Microarray analysis showed that genistein inhibited the expression of MMP-9 in PC3 cells in culture [25] and the expression of various MMPs in PC3 bone tumors (Figure 4, Table 4). Real-time RT-PCR was conducted to confirm the alteration in the expression of MMP-9. The results of RT-PCR analysis for MMP-9 mRNA expression were in agreement with the microarray data in general (Figure 5), although the fold changes in expression level were not exactly equal. Our gene transfection experiments showed that CAT activity of the MMP-9 promoter decreased after genistein treatment (Figure 6). Together, these results suggest that genistein treatment downregulates the transcription of several MMPs, particularly MMP-9. In order to verify whether the alteration of MMP-9 at the level of transcription ultimately resulted in alterations in protein levels or nor, we conducted immunohistochemical analysis for MMP-9 protein. The MMP-9 immunostaining showed that MMP-9 protein was decreased in PC3 bone tumors in SCID-hu mice receiving the genistein-containing diet (Figure 7). Zymographic analysis also showed a significant decrease in pro-MMP-9 in the conditioned medium from genistein-treated PC3 cells compared to control [25]. These results clearly suggest that genistein inhibited mRNA transcription and protein levels of MMPs, especially MMP-9, in vitro and in vivo.

Figure 4
Cluster map of MMP gene expression analyzed by cDNA microarray. (A) Different levels of MMP mRNA expression in PC3 cells grown in culture, PC3 bone tumors, and PC3 subcutaneous tumors. (B and C) The expression of MMP mRNA was inhibited by genistein treatment ...
Figure 5
Real-time RT-PCR analysis of MMP-9 genes. Comparative analysis shows the downregulation of MMP-9 mRNA expression in PC3 cells grown in culture (n = 3, P =.0199) (A) and in PC3 bone tumor in SCID-hu mice (n = 3, P < .01) (B) after genistein treatment ...
Figure 6
MMP-9 promoter transfection and CAT assay show that the activity of MMP-9 promoter was inhibited by genistein treatment (n = 2, P =.0035).
Figure 7
MMP-9 immunostaining shows that MMP-9 protein was reduced in PC3 bone tumors after genistein treatment (B) compared to control (A). Immunoreactivity for MMP-9 is indicated by the red color.

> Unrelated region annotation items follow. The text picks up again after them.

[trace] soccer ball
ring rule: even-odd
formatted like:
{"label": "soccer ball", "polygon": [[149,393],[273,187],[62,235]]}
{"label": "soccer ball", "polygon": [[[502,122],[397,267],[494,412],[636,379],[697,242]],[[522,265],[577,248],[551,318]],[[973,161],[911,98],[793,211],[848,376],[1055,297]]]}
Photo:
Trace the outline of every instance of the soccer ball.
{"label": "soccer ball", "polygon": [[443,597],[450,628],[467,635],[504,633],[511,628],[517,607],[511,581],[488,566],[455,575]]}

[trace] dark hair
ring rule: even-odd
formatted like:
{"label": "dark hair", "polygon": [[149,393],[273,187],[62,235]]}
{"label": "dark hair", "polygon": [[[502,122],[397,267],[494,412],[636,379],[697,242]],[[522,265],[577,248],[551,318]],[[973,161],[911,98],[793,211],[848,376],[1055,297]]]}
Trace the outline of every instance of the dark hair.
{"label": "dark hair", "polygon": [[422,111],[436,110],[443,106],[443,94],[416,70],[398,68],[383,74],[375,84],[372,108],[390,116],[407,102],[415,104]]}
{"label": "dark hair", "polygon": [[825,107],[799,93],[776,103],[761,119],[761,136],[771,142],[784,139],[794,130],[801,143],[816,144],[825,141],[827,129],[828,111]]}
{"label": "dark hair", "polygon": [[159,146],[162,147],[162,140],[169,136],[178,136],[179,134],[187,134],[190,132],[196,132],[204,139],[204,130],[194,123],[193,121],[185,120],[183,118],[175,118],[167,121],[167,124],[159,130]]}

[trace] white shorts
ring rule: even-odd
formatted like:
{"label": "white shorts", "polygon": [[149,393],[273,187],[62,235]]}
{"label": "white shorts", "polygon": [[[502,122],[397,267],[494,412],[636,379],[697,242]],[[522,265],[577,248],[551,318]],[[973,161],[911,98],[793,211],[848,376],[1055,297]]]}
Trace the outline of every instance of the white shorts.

Genistein has been shown to inhibit cell growth in a wide variety of cancer cells through regulation of several cell signal transduction pathways [18–21,25]. Here, we demonstrated that genistein significantly inhibits the growth of PC3 prostate cancer cells in culture, and also the growth of PC3 bone tumors in the SCID-hu model of prostate cancer bone metastasis. These preclinical data suggest that genistein may have beneficial effects in patients with prostate cancer bone metastasis.

We have found that the inhibitory effects of genistein in vitro were mediated by a large number of genes that are related to the control of carcinogenesis, cell survival, and physiological behaviors; these results have been published previously [26]. However, little is known regarding the gene expression profiles of prostate cancer cells after in vivo genistein treatment. In order to investigate the molecular effects of genistein on human prostate cancer bone metastasis, in this study, we utilized the high-throughput gene chip to determine gene expression profiles in experimental prostate cancer bone tumors created by injecting PC3 cells, and to analyze the alteration of these profiles after exposing tumor-bearing animals to dietary genistein.

From microarray analysis with pathway-related annotation (Figure 3, Tables 2B and and3),3), we found that the molecular response to genistein in PC3 bone tumors involved inhibition of expression of some genes that are related to signal transduction, chemotaxis, transcription, protein biosynthesis, oncogenesis, and metastasis. However, genistein upregulated some genes critical to the induction of apoptosis, cell cycle arrest, and negative regulation of cell proliferation and transcription. For example, DNA fragment factor is a caspase-activated DNase and has been found to cleave DNA in the apoptotic processes [34]. Granzyme A, programmed cell death 4 (PDCD4), and apoptosis-related protein (APG) also play important roles in the induction of apoptosis [35–37]. Secreted frizzled-related protein 4 (SFRP4) has been found to be involved in oncogenesis by regulating Wnt signaling pathway [38]. In vivo, genistein upregulated the expression of DNA fragment factor, Granzyme A, PDCD4, and APG, and downregulated SFRP4, suggesting the effect of genistein on the induction of apoptotic processes in vivo. Our results demonstrated that the inhibition of tumor growth in vivo by genistein was associated with alterations in expression of a large number of genes critically involved in the control of carcinogenesis, cell survival, and physiological behaviors. However, genistein also upregulated several genes related to signal transduction, transcription, protein biosynthesis, and oncogenesis, some of which may promote cell survival. More studies are needed and are ongoing in our laboratory to address this variation in vivo.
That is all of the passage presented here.